OSCA Genes in Liriodendron chinense: Characterization, Evolution and Response to Abiotic Stress: Fid-Bau Portal

OSCA Genes in Liriodendron chinense: Characterization, Evolution and Response to Abiotic Stress

Yongchao Ke / Mingyue Xu / Delight Hwarari / Baseer Ahmad / Rongxue Li / Yuanlin Guan / Jinhui Chen / Liming Yang

The hyperosmolality-gated calcium-permeable channels (OSCA) play an imperative role in the plant response to environmental stresses. Moreover, their characteristics in the ornamental woody plant Liriodendron chinense, widely dispersed in the southern region of China, is yet to be elucidated. In the present study, 399 OSCA proteins were identified from 31 plant genomes, and comparative phylogenetic analysis revealed that LchiOSCAs gene family is closely related to the Magnolia Cinnamomum kanehirae OSCAs. In L. chinense, 11 LchiOSCA genes were identified and distributed across eight chromosomes. Additionally, phylogenetic analysis of LchiOSCAs exhibited a classification into four subfamilies based on the tree arrangement, similarity in the gene structures, and conserved motif numbers and order.
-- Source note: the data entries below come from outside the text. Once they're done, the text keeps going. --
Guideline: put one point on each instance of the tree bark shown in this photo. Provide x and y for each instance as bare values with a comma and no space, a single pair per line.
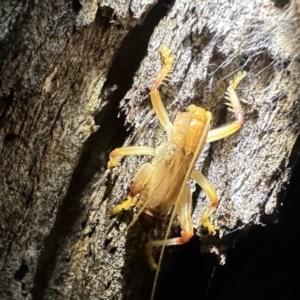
75,79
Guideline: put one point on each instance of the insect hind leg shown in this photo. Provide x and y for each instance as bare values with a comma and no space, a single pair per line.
211,195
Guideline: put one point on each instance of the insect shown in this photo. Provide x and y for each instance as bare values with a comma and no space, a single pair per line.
162,184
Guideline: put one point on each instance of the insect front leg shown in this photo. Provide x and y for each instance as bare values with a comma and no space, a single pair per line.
184,214
211,195
226,130
142,177
154,93
115,155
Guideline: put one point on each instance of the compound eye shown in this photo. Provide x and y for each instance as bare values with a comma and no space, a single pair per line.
192,108
148,222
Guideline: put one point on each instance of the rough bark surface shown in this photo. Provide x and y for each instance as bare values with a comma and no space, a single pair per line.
72,89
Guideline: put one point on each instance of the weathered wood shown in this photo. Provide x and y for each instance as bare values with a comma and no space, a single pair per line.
62,80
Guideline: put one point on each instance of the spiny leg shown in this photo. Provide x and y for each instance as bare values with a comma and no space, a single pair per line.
184,212
142,177
116,154
226,130
157,104
211,195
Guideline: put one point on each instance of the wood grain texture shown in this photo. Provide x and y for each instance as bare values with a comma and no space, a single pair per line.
75,78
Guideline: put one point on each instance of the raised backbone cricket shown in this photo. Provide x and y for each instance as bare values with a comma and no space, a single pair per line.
161,184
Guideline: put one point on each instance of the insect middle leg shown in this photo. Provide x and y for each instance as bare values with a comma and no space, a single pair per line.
211,195
184,213
226,130
154,93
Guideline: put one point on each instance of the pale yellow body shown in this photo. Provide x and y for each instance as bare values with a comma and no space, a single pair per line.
160,185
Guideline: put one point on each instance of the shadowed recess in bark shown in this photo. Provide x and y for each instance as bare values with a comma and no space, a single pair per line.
112,133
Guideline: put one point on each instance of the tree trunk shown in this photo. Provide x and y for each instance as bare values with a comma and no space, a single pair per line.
75,79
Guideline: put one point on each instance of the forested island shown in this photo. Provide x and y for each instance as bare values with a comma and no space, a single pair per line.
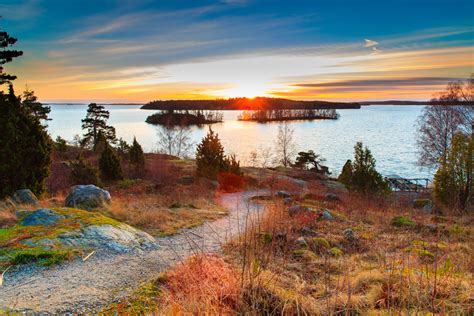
245,104
268,115
185,118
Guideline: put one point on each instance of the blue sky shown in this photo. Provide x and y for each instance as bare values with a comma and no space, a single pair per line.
126,50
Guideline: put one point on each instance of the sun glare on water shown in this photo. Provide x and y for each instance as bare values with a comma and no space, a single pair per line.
247,89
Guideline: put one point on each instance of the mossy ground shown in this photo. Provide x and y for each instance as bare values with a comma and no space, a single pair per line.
14,250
Gene duplication investigations were biased towards the tandem duplication events, accounting for 36% (4/11) of the LchiOSCA gene family. The interspecies collinearity analysis revealed a closer relationship between the L. chinense OSCAs and the P. trichocarpa OSCAs. Analysis in promoter regions of the LchiOSCAs showed the presence of multiple phytohormones and stress responsive elements. Specifically, the ABA-responsive elements had the greatest representation. 3D protein structures of the modeled L. chinense OSCAs exhibited a high homology with the template structures, providing a better understanding of LchiOSCAs’ functionality at the proteome level. The expression pattern analysis of LchiOSCAs based on the transcriptome data and qRT-PCR in L. chinense leaves showed differential responses to drought, cold, and heat stress at varying degrees. Specifically, LchiOSCA2 and LchiOSCA4 were highly expressed under the three abiotic stresses. This research will provide valuable resources and further the understanding of plant OSCA genes in L. chinense for agronomic breeding and bio-engineering purposes.